Tragically, the universe has conspired to stop my mac from being repaired, so the next intake of practitioners ready to evolve into the next leaders in neuromechanical care will have to wait a little longer (it is not part of a clever sales pitch, I just cannot record 2 simple videos).
On the plus side by the time you read this I will be in Ireland once again being hosted by the Chiropractic Association of Ireland.
C19 delayed my return not once but twice, outrageous.
This time I will be talking about everyone’s favourite endogenously produced steroid hormone, vitamin D.
Plus, for the first time I am going to be delivering a migraine lecture.
This last part means I have had to trim down the lecture from the CCCN version and it has taken longer than expected, so I am keeping it short and sweet today.
If you have a patient with a history of migraines, specifically from childhood and with aura, might I suggest you trial them with a high dose of vitamin B2 aka riboflavin.
400 mg of B2 has been studied in nine different RCT’s and these were reviewed in a meta-analysis.
Check out 400mg of B2 against sodium valporate in a head-to-head on migraine.
But vitamin D doesn’t want to be left out, 4000 iu daily did this:
Please note the RDA/RI for B2 is 1.4 mg, so why 400 mg?

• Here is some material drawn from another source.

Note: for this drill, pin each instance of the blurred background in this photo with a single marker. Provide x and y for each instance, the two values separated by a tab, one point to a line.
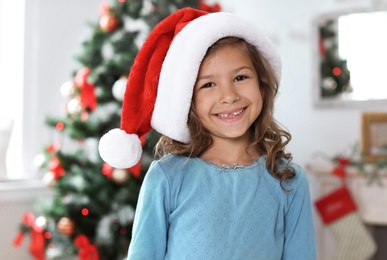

It is likely that people with a childhood history of migraine have dodgy genes around methylation and one key enzyme in that is called MTHFR (see last week’s newsletter. It is the one that makes the active form of folate, methyl-folate).
This enzyme is B2 dependent and even when they have a double defect or SNP, if we saturate the tissues, we can over-ride the genetics and make it run smoothly.
The only downside is that much B2 will make your wee go a vivid fluorescent yellow, definitely no cheeky wee-wee’s in the swimming pool.
ACTIONS TO TAKE:
– Trial some high dose B2 on migraine patients, they might just love you for it.